To be confirmed

Swarming is a non-equilibrium phenomenon observed throughout the animal kingdom; flocking in birds, swarming in insects, shoaling in fish and herding in mammals. Our understanding of this process in real animal systems is remarkably undeveloped. Most previous models involve members of a swarm aligning their velocities with those of their immediate neighbours (plus some noise). However, both metric-based and metric-free versions of these {local} models have fundamental pathologies that are frequently overlooked, e.g. the swarm evaporates in the absence of an ad hoc long-range attraction unless confined within an artificial box. Here we analyse how individuals might respond to a visual projection of the swarm and argue why this is biologically plausible. A simple class of candidate models then arises naturally in which there is a single additional scalar parameter controlling the tendency of all individuals to fly in a direction that is characteristic of the particular projection pattern that they see.
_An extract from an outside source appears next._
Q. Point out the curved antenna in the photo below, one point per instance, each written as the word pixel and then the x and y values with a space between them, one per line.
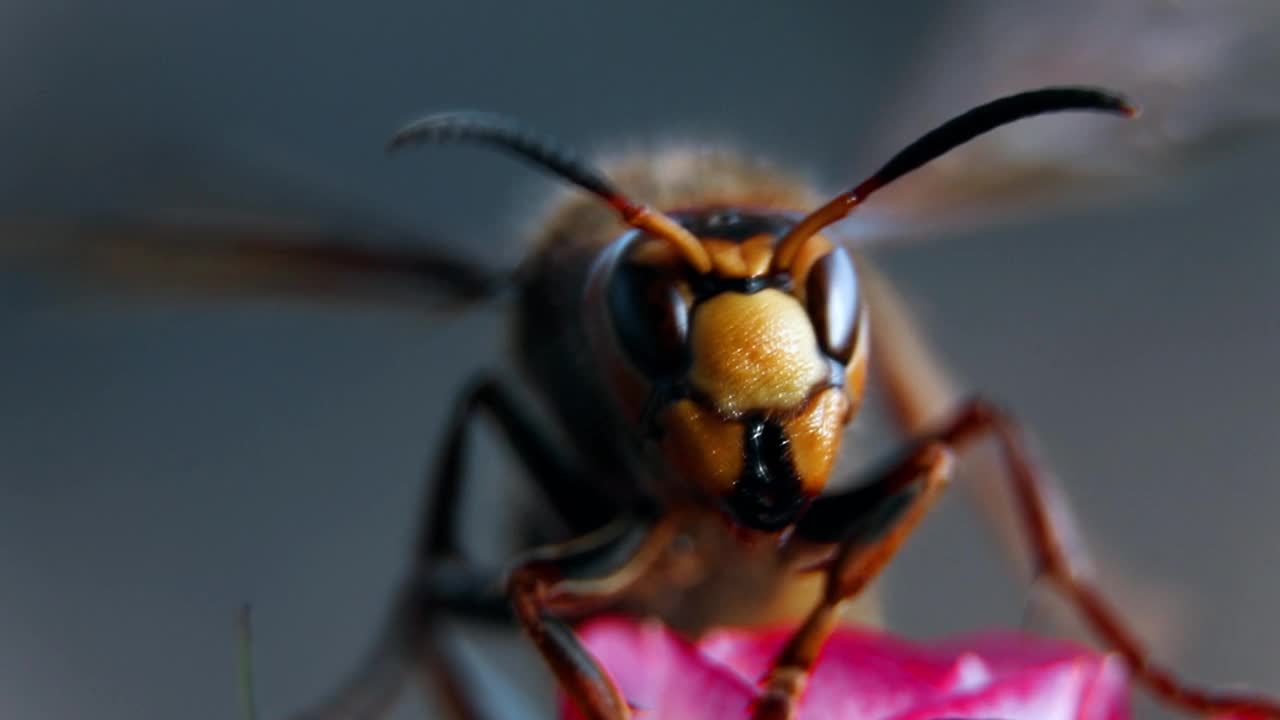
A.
pixel 506 133
pixel 944 139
This naturally leads to swarms that remain localized. Our model supports a surprisingly rich variety of qualitative behaviour that is reminiscent of birds, fish and insects respectively. It also exhibits an intriguing emergent property - swarms self-select a particular density at which they are marginally opaque, a property that is apparent in real bird flocks. This implies a non-trivial mean field scaling relationship between the swarm density and the number of individuals: ρ ≈ N^(-1) in 2D and ρ ≈ N^(-1/2) in 3D. Some evidence for the latter scaling result already exists. Our model therefore makes several experimentally testable predictions and may even provide a mechanism for classifying the behaviour of different swarming animals according to the relative strength of their alignment and projection terms. Finally, it would also appear to provide emergent biological fitness, given that marginal opacity provides for rapid, long-range information transfer, another feature not present in local models with diffusive dynamics. Further experiments on shoaling fish are currently underway in my lab.